Valero Texas Open Round 3: Spaun Takes Sole Possession While MacIntyre Builds the Case for a Sunday Showdown

Moving day at the Valero Texas Open delivered what moving days at TPC San Antonio tend to deliver: a cleaner, leaner leaderboard, one clear leader, and one player who made everyone's Sunday must-watch list by charging up the board in the kind of sustained, mistake-free way that turns 54-hole also-rans into final-pairing contenders. J.J. Spaun is leading. Robert MacIntyre is one shot behind. Sunday is going to be very good.
Spaun's third-round 67 extended his hold on the tournament at 14-under, pushing away from Andrew Putnam — who managed a 72 on a difficult day and slipped to 9-under — and maintaining separation from a field that, Saturday, made multiple bids to complicate his position. MacIntyre's 65 was the most serious bid: bogey-free, methodically built over 18 holes, and arriving at the perfect moment for a player who needed to close the gap going into Sunday without losing any of the psychological momentum he's been carrying all week.
Spaun's Saturday
There are two ways to post a 67 on moving day at TPC San Antonio. The first way is to make a lot of birdies on the holes that offer them, survive the hard holes with pars, and finish the day satisfied with where you've landed relative to the field. The second way is to play controlled, stress-free golf from the first hole to the 18th in conditions that don't fully cooperate and produce a scorecard that looks almost boring until you remember you're at 14-under at a PGA Tour event on a difficult course.
Spaun did the second thing. He never made more than one birdie in any given stretch, never got into the kind of sequence that produces momentum swings, and never gave the course an opening to damage him. Four birdies, one bogey. The bogey came on 11, a hole where his approach caught a false front and ran off the green into a scrambling situation he couldn't fully convert. He was in the fairway on 12, made birdie, and moved on. That's the golf of a player who has done this before, who knows what a Sunday lead feels like, and who is not going to be rattled by an isolated error in the middle of his best round of the day.
MacIntyre's Argument
Robert MacIntyre's 65 was the more electric round, even if the final number sits one behind Spaun on the leaderboard. The Scotsman made seven birdies and zero bogeys, playing the back nine with the kind of focused aggression that his natural ball-striking ability makes possible when his putting is cooperating. It was cooperating Saturday. He converted four birdie putts from outside 12 feet on the back nine, any one of which, if missed, would have left him two or three shots behind rather than one.
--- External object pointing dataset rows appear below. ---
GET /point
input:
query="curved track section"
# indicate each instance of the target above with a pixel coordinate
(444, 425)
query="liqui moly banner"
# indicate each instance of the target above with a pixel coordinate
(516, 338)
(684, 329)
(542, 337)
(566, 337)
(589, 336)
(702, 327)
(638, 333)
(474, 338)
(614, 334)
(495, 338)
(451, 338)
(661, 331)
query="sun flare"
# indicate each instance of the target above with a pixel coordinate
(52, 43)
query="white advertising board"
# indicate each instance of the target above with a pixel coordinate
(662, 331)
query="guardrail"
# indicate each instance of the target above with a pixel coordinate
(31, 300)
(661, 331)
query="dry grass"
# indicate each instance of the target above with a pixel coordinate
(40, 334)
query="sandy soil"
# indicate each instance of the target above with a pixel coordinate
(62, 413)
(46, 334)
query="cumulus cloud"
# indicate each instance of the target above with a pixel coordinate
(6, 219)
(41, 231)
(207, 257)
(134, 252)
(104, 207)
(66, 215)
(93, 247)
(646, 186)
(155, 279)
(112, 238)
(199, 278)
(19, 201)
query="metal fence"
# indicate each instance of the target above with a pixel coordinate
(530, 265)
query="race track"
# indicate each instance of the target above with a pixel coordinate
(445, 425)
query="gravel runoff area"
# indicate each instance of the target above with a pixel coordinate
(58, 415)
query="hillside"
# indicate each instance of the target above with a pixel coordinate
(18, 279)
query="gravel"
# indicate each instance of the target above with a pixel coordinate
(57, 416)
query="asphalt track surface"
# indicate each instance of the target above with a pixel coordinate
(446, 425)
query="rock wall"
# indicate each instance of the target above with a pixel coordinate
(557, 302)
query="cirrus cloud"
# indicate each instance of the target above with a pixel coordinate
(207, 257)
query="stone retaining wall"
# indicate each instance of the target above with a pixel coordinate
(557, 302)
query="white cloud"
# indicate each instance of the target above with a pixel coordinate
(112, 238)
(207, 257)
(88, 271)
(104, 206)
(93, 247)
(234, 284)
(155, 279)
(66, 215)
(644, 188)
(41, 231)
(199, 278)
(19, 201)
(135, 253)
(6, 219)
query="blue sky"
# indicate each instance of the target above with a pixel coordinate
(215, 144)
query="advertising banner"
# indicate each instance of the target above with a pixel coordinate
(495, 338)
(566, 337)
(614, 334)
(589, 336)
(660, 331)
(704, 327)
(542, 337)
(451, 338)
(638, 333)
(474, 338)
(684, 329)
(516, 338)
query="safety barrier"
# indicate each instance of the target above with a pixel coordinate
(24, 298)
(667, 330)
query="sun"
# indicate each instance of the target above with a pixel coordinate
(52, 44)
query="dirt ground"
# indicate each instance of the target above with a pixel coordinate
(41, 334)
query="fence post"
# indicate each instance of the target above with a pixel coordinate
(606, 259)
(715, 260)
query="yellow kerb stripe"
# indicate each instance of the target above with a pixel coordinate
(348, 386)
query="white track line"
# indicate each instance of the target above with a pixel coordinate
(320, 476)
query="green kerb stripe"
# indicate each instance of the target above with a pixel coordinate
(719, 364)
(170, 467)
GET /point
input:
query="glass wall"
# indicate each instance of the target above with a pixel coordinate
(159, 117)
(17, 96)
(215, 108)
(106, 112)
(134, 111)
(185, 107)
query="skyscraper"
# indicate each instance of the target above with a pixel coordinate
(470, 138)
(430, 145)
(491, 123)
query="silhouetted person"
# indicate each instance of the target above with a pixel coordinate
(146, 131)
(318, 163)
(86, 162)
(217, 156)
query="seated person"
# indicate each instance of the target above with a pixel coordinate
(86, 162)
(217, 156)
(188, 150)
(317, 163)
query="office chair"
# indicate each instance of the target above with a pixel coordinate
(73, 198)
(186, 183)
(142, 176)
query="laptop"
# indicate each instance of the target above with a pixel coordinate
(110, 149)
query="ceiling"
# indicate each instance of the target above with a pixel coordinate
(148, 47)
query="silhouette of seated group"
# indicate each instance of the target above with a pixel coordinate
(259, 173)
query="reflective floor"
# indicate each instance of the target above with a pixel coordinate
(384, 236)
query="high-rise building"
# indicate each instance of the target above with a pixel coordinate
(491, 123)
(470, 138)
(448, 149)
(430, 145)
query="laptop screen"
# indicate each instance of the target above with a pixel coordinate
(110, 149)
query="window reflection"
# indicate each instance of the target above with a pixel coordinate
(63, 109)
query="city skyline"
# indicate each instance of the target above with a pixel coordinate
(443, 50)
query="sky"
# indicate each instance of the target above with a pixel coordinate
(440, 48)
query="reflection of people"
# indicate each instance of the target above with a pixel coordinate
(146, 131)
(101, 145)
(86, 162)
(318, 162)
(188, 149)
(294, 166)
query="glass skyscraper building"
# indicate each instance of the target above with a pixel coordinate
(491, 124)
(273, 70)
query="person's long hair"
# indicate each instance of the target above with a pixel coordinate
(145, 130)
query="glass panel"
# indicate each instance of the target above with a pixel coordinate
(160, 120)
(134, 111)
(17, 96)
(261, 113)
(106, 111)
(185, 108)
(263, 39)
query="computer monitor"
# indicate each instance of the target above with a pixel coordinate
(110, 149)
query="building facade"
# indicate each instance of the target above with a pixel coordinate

He enters Sunday one back of Spaun with a game that suits TPC San Antonio's demands, a closing stretch on the back nine that has yielded him birdie opportunities all week, and the competitive DNA to handle a final-round situation. The Scot has been in major-level contention before. He knows how to manage a Sunday without managing himself out of position.
The Rest of the Leaderboard
Ludvig Aberg is at 11-under, three back of Spaun, after a 67 that moved him up but didn't quite close the gap he needed. Matt Wallace is at 10-under in fourth. Andrew Putnam — who co-led entering Saturday — fell back with a 72 and is realistically out of the conversation at 9-under. The Sunday mathematics are relatively clear: Spaun vs. MacIntyre, with Aberg as the one name capable of a Sunday 65 that changes the calculus entirely.
One shot. TPC San Antonio. Sunday. Spaun knows this course. MacIntyre knows he can win. The whole week has been building to this.